Explanation of the error.
Here we have an example of code that produces our error message. Note that you need to have the dplyr and tidyr packages installed otherwise instead of getting our error message you will get an error message telling you that the functions are not found.
> library(dplyr)
> library(tidyr)
> df = data.frame(
+ A = as.factor(c(“a”, “a”, “a”, “b”, “b”, “b”, “c”, “c”, “c”, “d”, “d”, “d”)),
+ B = as.factor(c(“aa”,”aa”,”aa”,”bb”,”bb”,”bb”,”cc”,”cc”,”cc”,”dd”,”dd”,”dd”)),
+ C = as.factor(c(“xx”,”yy”,”zz”,”xx”,”yy”,”zz”,”xx”,”yy”,”zz”,”xx”,”yy”,”zz”)),
+ D = c(5, 10, 15, 20, 25, 30, 35, 40, 45, 50, 55, 60)
+ )
> df %>%
+ gather(A, B) %>%
+ spread(C)
Error: Must extract column with a single valid subscript.
x Subscript `var` has the wrong type `function`.
i It must be numeric or character.
Run `rlang::last_error()` to see where the error occurred.
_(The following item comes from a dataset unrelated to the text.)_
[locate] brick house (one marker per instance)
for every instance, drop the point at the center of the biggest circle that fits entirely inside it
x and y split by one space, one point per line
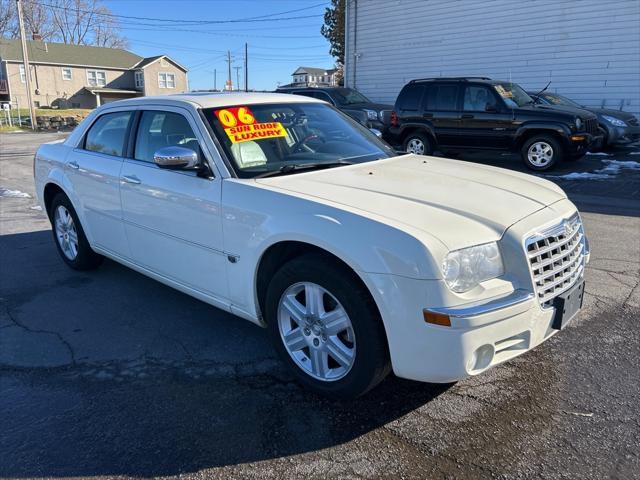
80 76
In addition: Warning message:
attributes are not identical across measure variables;
they will be dropped
As you can tell from looking at this code this approach produces another error message other than the one that we are trying to produce. Now it does produce our error message, but it clearly has other problems as well. Using this approach is a complicated process, where you will probably be surprised if you do not get an error message. So, despite the fact that the fix we propose is complicated, it is actually the better way to perform this task.
How to fix the error
Here we have an example of code that fixes this problem. It does so by using a different function to do the job from within the same packages.
> library(dplyr)
> library(tidyr)
> df = data.frame(
+ A = as.factor(c(“a”, “a”, “a”, “b”, “b”, “b”, “c”, “c”, “c”, “d”, “d”, “d”)),
+ B = as.factor(c(“aa”,”aa”,”aa”,”bb”,”bb”,”bb”,”cc”,”cc”,”cc”,”dd”,”dd”,”dd”)),
+ C = as.factor(c(“xx”,”yy”,”zz”,”xx”,”yy”,”zz”,”xx”,”yy”,”zz”,”xx”,”yy”,”zz”)),
+ D = c(5, 10, 15, 20, 25, 30, 35, 40, 45, 50, 55, 60)
+ )
> df2 = group_by(df,
+ A,
+ B,
+ C) %>%
+ mutate(rn=row_number() -1 ,
+ rn2 = ifelse(rn == 0,””,as.character(rn)),
+ tC=paste0(C,rn2)) %>%
+ ungroup %>%
+ select(-C,-rn,-rn2)
> df2 %>% pivot_wider(names_from = tC,
+ values_from = D)
# A tibble: 4 x 5
A B xx yy zz
fct fct dbl dbl dbl
1 a aa 5 10 15
2 b bb 20 25 30
3 c cc 35 40 45
4 d dd 50 55 60
Despite the fact that this program is a little more complicated in that it requires setting up a second data frame, It does do the job without our error message. It may be complicated, but it works.
Fixing this error message is complicated because it requires setting up a different function and a second data frame. However, it supplies the comparison between the two factors in the original data frame that we are looking for. It is an excellent example of the programming adage that a program is right if it works.